Zizula, commonly called grass blues, is a genus of butterflies in the family Lycaenidae.

==Species==
There are two species:
- Zizula cyna (Edwards, 1881) – tiny blue, cyna blue
  - = Lycaena tulliola Godman & Salvin, 1887
  - = Lycaena mela Strecker, 1900
- Zizula hylax (Fabricius, 1775) – little grass blue
  - =Zizula gaika, originally Lycaena gaika (Trimen, 1862) – South Africa
  - =Lycaena mylica Guenée, 1863 - Réunion
  - =Lycaena cleodora Walker, 1870 - Egypt
  - =Lycaena perparva Saalmüller, 1884 - Madagascar

===Subspecies===
- Zizula hylax attenuata (Lucas, 1890) - Australia
- Zizula hylax dampierensis (Rothschild, 1915) - Dampier Is.
- Zizula hylax hylax (Fabricius, 1775) - India, Tranquebar
- Zizula hylax pygmea (Snellen, 1876) - Java – pygmy grass blue

===Notes===
- In 1967, ICZN published a ruling on the type species of Pithecops Horsfield, [1818] in favour of a proposal by Cowan, 1965. This effectively recognised the syntype of Papilio hylax Fabr. found in Copenhagen, and validated Zizula hylax as the correct name for the taxon also known as Lycaena gaika Trimen.

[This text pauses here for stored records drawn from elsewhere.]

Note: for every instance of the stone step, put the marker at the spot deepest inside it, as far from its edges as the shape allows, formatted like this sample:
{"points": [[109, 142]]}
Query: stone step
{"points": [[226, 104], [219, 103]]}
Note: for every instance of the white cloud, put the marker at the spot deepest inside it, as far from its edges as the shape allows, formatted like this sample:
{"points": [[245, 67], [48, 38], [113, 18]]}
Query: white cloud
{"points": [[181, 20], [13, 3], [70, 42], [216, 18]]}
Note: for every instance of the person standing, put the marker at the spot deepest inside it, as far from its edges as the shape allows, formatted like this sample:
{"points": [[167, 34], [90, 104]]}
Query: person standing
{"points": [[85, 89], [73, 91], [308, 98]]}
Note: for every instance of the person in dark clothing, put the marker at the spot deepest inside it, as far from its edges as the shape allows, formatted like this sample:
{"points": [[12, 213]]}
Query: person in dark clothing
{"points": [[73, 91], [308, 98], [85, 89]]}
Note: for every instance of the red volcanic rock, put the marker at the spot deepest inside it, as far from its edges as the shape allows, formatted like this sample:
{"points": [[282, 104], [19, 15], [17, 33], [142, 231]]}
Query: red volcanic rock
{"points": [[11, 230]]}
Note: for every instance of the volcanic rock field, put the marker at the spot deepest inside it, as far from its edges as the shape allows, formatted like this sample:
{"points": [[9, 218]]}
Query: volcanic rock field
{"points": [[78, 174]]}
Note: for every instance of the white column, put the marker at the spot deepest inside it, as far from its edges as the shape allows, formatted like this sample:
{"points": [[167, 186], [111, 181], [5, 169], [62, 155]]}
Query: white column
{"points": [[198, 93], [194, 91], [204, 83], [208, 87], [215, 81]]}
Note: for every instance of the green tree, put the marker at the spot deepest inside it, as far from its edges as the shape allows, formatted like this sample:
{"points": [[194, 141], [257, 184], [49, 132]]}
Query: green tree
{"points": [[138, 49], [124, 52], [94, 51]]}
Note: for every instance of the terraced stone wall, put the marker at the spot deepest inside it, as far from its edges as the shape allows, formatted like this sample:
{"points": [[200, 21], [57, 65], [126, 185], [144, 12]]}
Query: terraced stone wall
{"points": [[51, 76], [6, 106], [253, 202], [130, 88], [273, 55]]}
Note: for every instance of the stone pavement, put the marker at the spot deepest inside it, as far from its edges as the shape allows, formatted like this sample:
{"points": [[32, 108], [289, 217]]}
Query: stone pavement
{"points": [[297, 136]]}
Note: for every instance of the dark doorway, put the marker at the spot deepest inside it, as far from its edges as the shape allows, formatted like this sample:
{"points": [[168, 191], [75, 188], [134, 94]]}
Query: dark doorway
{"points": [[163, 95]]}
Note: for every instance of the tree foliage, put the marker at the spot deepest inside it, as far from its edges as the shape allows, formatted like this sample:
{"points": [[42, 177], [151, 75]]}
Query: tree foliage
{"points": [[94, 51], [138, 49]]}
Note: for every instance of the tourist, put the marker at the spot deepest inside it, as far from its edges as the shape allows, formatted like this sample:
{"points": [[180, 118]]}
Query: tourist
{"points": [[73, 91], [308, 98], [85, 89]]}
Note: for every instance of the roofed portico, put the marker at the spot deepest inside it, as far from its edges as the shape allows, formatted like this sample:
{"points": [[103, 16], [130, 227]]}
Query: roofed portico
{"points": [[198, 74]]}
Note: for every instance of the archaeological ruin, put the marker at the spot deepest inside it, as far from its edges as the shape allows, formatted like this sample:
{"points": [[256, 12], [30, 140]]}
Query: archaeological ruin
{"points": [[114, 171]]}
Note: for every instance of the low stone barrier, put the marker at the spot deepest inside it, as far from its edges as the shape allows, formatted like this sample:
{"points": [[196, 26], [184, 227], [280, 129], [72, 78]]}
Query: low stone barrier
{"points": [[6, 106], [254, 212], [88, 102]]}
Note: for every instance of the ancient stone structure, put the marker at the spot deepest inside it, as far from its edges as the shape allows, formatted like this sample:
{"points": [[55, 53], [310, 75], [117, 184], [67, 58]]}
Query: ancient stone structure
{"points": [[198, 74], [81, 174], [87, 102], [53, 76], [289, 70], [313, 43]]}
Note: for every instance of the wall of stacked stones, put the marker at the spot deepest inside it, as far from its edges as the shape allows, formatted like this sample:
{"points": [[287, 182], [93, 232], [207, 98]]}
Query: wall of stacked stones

Savela, in Funet, and Williams in Afrotropical butterflies, as well as earlier south-east Asian references use Fabricius' name hylax as the designation of the taxon. Zizula gaika is reduced to a synonym of hylax by Cowan's proposal and the CZN opinion. Horsfield's use [1928] of the combination Pithecops hylax is shown by Cowan to be a misidentification.
- Lepindex includes a card for Zizula escalantiana Descimon et al., 1973, which appears erroneous. The taxon escalantiana was described in 1973 by Stoffel & Mast, and is a Nymphalid butterfly in the tribe Preponini. See Lamas, 2004. The Lepindex card includes confirmatory information that escalantiana was described in Prepona Boisduval, 1836, and originates from Mexico. According to Lamas, escalantiana is a subjective synonym of Prepona deiphile (Godart, [1824]).